O Ipea calcula em R$ 36,8 bilhões a economia com um corte de 25% nos salários da administração pública em suas três esferas (federal, estadual e municipal), durante três meses. Se o corte se estender por mais um mês, a poupança beiraria os R$ 50 bilhões, mesmo valor que deverá sair do Tesouro para cobrir rombos nos estados e municípios conforme pacote acordado entre governo e Senado. Ou seja, o socorro era dispensável. Bastaria o corte.

Além desses bilhões, o Tesouro repassaria diretamente aos caixas estaduais e municipais outros 10 bi para ações na saúde. Esses repasses totalizando R$ 60 bilhões vão engrossar o déficit e aumentar a dívida pública, que já está em 78% do PIB antes dos efeitos da pandemia.

Quanto maior o dispêndio na pandemia, maior a fatura a ser paga depois pela população. Se essa fatura continuar subindo sem controle, como ocorre hoje, o endividamento excessivo irá dificultar ou adiar a recuperação da economia, jogando o Brasil numa crise sem saída.

Governo e Congresso poderiam evitar a nova dívida bilionária. Para obter uma folga financeira de 50 bi nos cofres públicos bastaria a redução temporária na folha dos servidores. Seria um corte pequeno; os salários no serviço público continuariam muito superiores aos da iniciativa privada.
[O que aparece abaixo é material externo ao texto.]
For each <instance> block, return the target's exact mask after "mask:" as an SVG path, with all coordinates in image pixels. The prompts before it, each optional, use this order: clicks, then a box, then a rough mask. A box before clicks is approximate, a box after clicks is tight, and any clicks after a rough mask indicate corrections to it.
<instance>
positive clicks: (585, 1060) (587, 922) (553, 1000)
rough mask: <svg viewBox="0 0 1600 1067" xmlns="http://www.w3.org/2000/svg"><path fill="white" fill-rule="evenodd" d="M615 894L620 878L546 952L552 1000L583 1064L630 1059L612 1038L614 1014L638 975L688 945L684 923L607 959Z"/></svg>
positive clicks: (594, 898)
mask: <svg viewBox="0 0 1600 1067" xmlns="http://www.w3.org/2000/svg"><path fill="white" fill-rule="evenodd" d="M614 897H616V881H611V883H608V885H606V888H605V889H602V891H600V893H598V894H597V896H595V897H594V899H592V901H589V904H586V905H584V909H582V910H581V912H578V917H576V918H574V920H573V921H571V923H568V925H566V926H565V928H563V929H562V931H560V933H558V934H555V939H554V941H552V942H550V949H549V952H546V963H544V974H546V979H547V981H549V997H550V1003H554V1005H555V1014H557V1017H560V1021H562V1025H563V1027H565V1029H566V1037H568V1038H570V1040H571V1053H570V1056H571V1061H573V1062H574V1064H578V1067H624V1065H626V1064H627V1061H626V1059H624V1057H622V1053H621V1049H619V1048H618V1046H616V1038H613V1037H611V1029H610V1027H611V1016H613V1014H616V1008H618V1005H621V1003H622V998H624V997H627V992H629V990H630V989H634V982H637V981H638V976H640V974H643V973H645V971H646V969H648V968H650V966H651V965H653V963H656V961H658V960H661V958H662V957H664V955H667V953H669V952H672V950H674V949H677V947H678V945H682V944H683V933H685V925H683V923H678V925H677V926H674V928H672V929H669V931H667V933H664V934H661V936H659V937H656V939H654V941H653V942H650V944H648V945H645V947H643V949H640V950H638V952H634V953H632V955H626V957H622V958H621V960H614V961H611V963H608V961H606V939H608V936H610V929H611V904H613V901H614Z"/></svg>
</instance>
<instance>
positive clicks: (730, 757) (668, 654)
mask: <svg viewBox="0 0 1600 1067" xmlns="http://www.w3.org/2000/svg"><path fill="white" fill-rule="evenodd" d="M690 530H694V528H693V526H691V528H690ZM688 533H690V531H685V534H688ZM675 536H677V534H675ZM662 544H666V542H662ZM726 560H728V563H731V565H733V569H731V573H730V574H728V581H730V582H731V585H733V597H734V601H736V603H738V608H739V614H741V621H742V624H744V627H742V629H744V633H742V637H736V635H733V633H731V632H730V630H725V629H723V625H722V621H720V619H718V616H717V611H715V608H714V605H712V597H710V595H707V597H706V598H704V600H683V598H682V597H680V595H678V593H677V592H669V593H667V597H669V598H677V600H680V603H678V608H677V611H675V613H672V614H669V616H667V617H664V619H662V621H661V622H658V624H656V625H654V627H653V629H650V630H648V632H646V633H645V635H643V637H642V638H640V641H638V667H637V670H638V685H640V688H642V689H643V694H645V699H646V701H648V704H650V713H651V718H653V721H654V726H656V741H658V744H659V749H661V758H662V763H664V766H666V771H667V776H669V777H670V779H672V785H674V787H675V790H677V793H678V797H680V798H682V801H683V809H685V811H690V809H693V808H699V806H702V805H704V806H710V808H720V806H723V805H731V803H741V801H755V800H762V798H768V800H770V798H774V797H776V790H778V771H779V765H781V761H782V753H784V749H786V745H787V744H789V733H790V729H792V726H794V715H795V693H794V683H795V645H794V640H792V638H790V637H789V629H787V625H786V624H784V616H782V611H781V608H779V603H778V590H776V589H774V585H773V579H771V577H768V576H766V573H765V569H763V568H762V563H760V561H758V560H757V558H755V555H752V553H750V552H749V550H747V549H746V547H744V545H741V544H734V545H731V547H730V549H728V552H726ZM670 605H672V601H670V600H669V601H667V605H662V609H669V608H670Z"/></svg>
Mas a opção foi outra. Bolsonaro e os parlamentares preferiram comprometer o futuro do país com mais rombos e dívidas a encarar o corte de salário dos servidores. Por que essa escolha?

Não é pela lei. Embora a Constituição proíba redução salarial no serviço público, a possibilidade foi aberta por brecha na Lei de Responsabilidade Fiscal, que prevê a medida em situações de crise como agora.

O legislativo não é obstáculo: o presidente da Câmara Federal, Rodrigo Maia, já defendeu publicamente a ideia e a Assembleia Legislativa de São Paulo está para adotá-la. O judiciário resiste, mas pode ser convencido se governo e Congresso apresentarem uma proposta comum. O problema é que nem Bolsonaro nem os parlamentares querem mexer no soldo da farda.

O maior entrave à justa e imperiosa redução na folha salarial do funcionalismo público, que não cabe mais dentro das receitas, é sem dúvida o fator militar. Seria possível poupar a corporação dos cortes. Mas, sobretudo em tempos de depressão econômica e emergência sanitária, não cairia bem favorecer descaradamente as Forças Armadas, já privilegiadas na reforma da previdência.

Bolsonaro receia ser derrubado pelo Congresso, que teme ser fechado por um AI-5 ou golpe do presidente. Ambos os lados veem nos militares o poder moderador ou árbitro da disputa, capaz de definir o jogo. Hoje, nem o presidente nem o legislativo tem culhões para desafiar ou irritar a farda. Ao contrário, não poupam meios para agradá-la. E danem-se as contas públicas.

No jogo Bolsonaro X Congresso ou AI-5 X impeachment, os únicos vencedores por ora são os militares. Eles dominaram a máquina federal. Voltaram a governar o país. E não precisaram levantar um dedo, muito menos uma arma, para a retomada do poder.

Hoje mandam e desmandam sem contestação, blindados pelo medo que inspiram. São dispensados até mesmo de mostrar competência nos cargos; estão acima de críticas e de cobranças. Afinal, são militares. E diante deles tremem todos: presidente, ministros, deputados e senadores, magistrados, procuradores, empresários, jornalistas, etc. Depois de mais de três décadas de eleições, os brasileiros ainda não conseguiram exorcizar o fantasma da ditadura.